[Mesa-dev] [PATCH 2/2] [RFC] radv: add scratch support for spilling.

Mon Oct 10 03:25:00 UTC 2016

From: Dave Airlie <airlied at redhat.com>

This is a bit of a hack due to how llvm currently handles
spilling in it's shader ABI. Currently llvm amdgpu backend
uses relocations to patch the shader with the address of
the tmpring. The driver loads the shader and patches the
relocations.

However for vulkan this doesn't work so well for a few reasons
a) when we build/load the shaders we aren't constructing the
command stream yet, and the same shader could be using in multiple
command streams.

b) multiple command execution engines for compute shaders.

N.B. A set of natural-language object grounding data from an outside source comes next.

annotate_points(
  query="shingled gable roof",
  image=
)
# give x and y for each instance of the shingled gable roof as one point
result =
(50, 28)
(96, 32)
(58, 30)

So ideally we'd fix LLVM to understand the ABI convention, possibly
we'd fix it so user sgpr 0,1 are used (this hack uses 10/11).

This patch when it gets the shader back from llvm it patches
the relocation dword to a nop, and patches to previous mov command
to move from SGPR 10 and 11. This works usually as it seems the
SGPR loading of the spill stuff is at the start of shaders always
so the 10/11 user sgprs haven't been trashed yet. I'm not 100%
sure this will work all the time, but for now this should allow
us to pass a bunch more CTS tests and make the Sascha computeshader
demo to work.

Signed-off-by: Dave Airlie <airlied at redhat.com>
---
 src/amd/common/ac_nir_to_llvm.c  |  38 +++++++++++++++
 src/amd/common/ac_nir_to_llvm.h  |  11 +++--
 src/amd/vulkan/radv_cmd_buffer.c | 102 ++++++++++++++++++++++++++++++++++++++-
 src/amd/vulkan/radv_device.c     |  16 ++++++
 src/amd/vulkan/radv_private.h    |   9 ++++
 5 files changed, 170 insertions(+), 6 deletions(-)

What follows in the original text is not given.